Das Wort ist Fleisch geworden
und hat unter uns gewohnt
(Joh 1,14)

Alexander Gerst hat uns im vergangenen Jahr 166 Tage aus dem All mit viel Mut und jeder Menge Gefühl unterhalten: Er verbreitete Fotos, Anekdoten und Videos in den sozialen Netzwerken – zuletzt filmte er Polarlichter über Neuseeland. Zigtausende flogen mit ihm um die Erde. Denn Gerst ließ uns alle teilhaben an seinem eigenen, kindlichen Staunen. So sind manche seiner Sätze heute schon Legende geworden, Sätze wie: „Die Schönheit der Erde erkenne ich in einer Minute, die Zerbrechlichkeit sogar auf den ersten Blick.
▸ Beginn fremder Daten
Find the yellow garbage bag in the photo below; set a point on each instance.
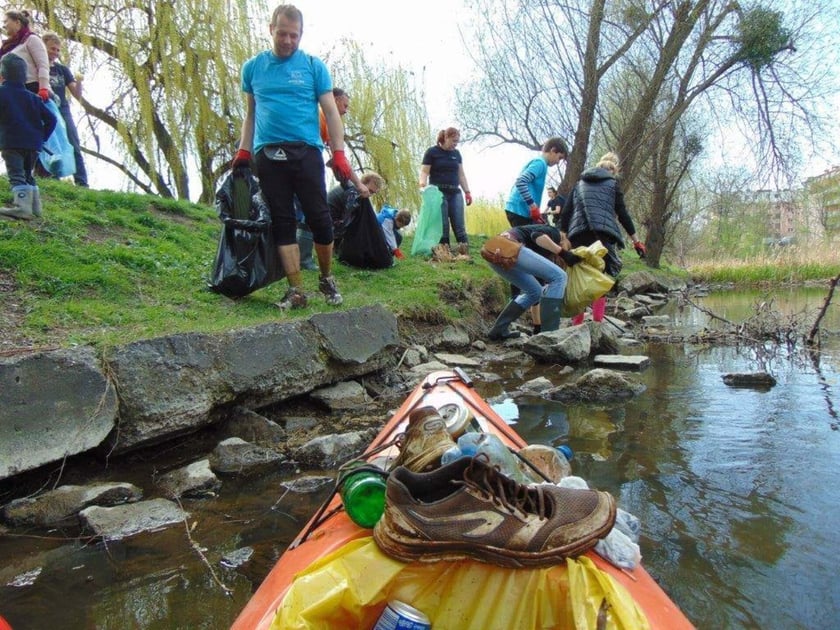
(350, 588)
(587, 280)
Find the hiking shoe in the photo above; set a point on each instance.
(425, 440)
(468, 509)
(328, 287)
(295, 298)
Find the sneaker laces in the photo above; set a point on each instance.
(489, 481)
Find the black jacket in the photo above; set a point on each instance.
(596, 205)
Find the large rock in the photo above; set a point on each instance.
(177, 384)
(122, 521)
(598, 385)
(329, 451)
(234, 456)
(566, 345)
(193, 480)
(65, 502)
(52, 405)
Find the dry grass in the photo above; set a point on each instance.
(795, 263)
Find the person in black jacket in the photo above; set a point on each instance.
(592, 213)
(536, 275)
(25, 123)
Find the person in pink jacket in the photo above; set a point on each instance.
(29, 47)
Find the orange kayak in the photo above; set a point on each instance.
(330, 532)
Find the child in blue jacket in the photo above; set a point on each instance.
(25, 123)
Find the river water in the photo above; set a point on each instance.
(737, 491)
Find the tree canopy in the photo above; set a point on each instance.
(643, 78)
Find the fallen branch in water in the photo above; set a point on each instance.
(816, 327)
(195, 546)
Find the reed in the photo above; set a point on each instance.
(787, 264)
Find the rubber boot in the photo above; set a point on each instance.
(21, 204)
(36, 200)
(599, 308)
(550, 313)
(305, 244)
(501, 327)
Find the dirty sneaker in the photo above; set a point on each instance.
(328, 287)
(467, 509)
(295, 298)
(425, 440)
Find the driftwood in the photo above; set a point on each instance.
(815, 329)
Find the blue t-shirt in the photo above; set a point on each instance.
(286, 93)
(534, 174)
(444, 166)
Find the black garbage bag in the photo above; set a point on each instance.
(246, 259)
(363, 244)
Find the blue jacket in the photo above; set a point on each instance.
(25, 122)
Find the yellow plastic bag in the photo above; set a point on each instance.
(587, 280)
(350, 588)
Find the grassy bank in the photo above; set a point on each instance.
(107, 268)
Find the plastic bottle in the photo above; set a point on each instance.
(362, 491)
(473, 443)
(567, 452)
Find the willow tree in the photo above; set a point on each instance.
(171, 104)
(387, 127)
(686, 56)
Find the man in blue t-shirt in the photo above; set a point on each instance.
(283, 88)
(523, 204)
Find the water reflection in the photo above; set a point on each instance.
(737, 491)
(736, 488)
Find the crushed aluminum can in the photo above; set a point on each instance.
(400, 616)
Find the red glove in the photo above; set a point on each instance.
(340, 166)
(242, 158)
(640, 248)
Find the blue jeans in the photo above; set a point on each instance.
(19, 165)
(80, 176)
(452, 210)
(526, 274)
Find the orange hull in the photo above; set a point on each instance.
(337, 529)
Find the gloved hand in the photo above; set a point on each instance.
(242, 158)
(536, 217)
(640, 248)
(569, 258)
(340, 166)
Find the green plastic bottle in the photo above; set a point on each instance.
(363, 494)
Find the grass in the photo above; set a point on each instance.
(105, 268)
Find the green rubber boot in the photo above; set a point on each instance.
(550, 310)
(501, 327)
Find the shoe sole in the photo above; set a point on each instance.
(412, 550)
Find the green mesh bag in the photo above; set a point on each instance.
(429, 224)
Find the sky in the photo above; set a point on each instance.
(422, 36)
(425, 37)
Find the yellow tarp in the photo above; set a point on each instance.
(350, 587)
Einen Satz des Evangeliums könnte uns Alexander Gerst sicher unterschreiben: „Niemand hat Gott je gesehen.“

 

So drückt es Johannes im berühmten Prolog zu seinem Evangelium aus. Es bleibt daher die Frage, ob das nicht genauso eine Täuschung, eine Vertröstung sein kann. Wenn Gott unsichtbar ist, wie sollen wir ihn je sehen? Wie sollen wir glauben, dass es ihn gibt?
Einer kann von Gott reden, weil er ihn wirklich kennt: Jesus, den wir den Christus, den Sohn Gottes nennen. Er hat nicht nur eine Ahnung von Gott, wie die meisten von uns. Er hat nicht nur geglaubt, dass es Gott gibt, wie es die große Mehrheit der Menschen noch tut. Er weiß es. Er hat unmittelbare Kenntnis, direktes Wissen von Gott.
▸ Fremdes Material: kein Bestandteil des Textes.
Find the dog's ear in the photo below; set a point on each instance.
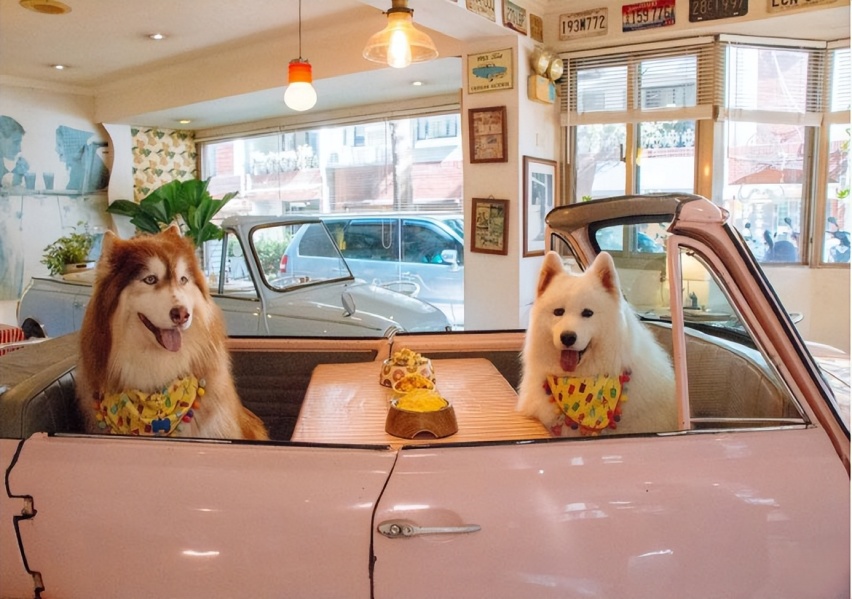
(108, 242)
(551, 267)
(173, 230)
(604, 268)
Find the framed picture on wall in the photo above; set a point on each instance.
(539, 198)
(487, 134)
(490, 226)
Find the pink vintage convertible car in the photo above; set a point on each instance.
(747, 497)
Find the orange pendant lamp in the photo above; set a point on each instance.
(300, 93)
(399, 44)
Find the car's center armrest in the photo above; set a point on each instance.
(40, 388)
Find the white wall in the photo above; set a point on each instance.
(31, 220)
(821, 295)
(500, 289)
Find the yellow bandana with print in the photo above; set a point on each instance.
(136, 413)
(590, 404)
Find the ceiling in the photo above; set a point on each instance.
(106, 41)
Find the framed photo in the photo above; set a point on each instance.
(539, 197)
(490, 226)
(490, 71)
(487, 134)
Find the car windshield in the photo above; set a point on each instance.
(278, 255)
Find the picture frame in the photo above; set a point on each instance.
(540, 185)
(487, 128)
(490, 71)
(489, 226)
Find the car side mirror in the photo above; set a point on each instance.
(450, 257)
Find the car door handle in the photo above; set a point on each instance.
(395, 529)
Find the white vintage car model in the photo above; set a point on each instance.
(748, 496)
(255, 298)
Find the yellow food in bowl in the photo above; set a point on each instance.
(421, 400)
(411, 382)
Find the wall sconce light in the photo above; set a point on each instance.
(300, 94)
(399, 44)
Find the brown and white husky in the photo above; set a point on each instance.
(153, 357)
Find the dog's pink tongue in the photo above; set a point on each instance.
(170, 339)
(568, 359)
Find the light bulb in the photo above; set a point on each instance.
(399, 50)
(300, 94)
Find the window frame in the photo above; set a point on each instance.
(709, 119)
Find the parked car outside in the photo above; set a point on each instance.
(255, 298)
(747, 497)
(421, 255)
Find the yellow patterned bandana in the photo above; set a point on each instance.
(588, 404)
(136, 413)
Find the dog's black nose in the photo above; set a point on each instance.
(568, 339)
(179, 315)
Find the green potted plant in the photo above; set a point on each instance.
(187, 203)
(70, 252)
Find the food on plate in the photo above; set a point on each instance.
(413, 381)
(402, 363)
(421, 400)
(407, 357)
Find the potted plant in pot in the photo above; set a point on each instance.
(70, 253)
(187, 203)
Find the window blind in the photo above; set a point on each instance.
(640, 83)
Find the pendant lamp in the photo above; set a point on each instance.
(399, 44)
(300, 94)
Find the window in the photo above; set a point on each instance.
(835, 168)
(634, 119)
(401, 165)
(778, 149)
(395, 164)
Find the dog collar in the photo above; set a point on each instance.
(588, 404)
(134, 412)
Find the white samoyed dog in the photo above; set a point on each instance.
(589, 365)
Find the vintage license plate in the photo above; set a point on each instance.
(784, 5)
(646, 15)
(583, 24)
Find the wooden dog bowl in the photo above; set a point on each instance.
(409, 424)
Dafür nennt Johannes einen Grund: Christus, „der Gott ist und am Herzen des Vaters ruht, er hat Kunde gebracht“. Jesus kennt Gott, weil er selber Gott ist, weil er aus dem Herzen Gottes stammt. Wörtlich steht da: der „im Schoß des Vaters ist.“ Jesus ist in Gott wie das Wort im Herzen. Noch ehe es ausgesprochen wird, trage ich es im Herzen. Jesus ist Gottes Wort. Und dieses war immer schon in Gott, und es war selber Gott. Durch sein Wort hat Gott alles geschaffen. Alle Geschöpfe, egal ob Mann oder Frau, ob Weiß oder Schwarz, ob in glücklichen oder gescheiterten Beziehungen, ob Reich oder Arm: Alle sagen etwas von Gott. Sie sind seine Sprache. Wer aufmerksam auf das vergangene Jahr zurückschaut, hört und sieht in allen Dingen Gottes Wort.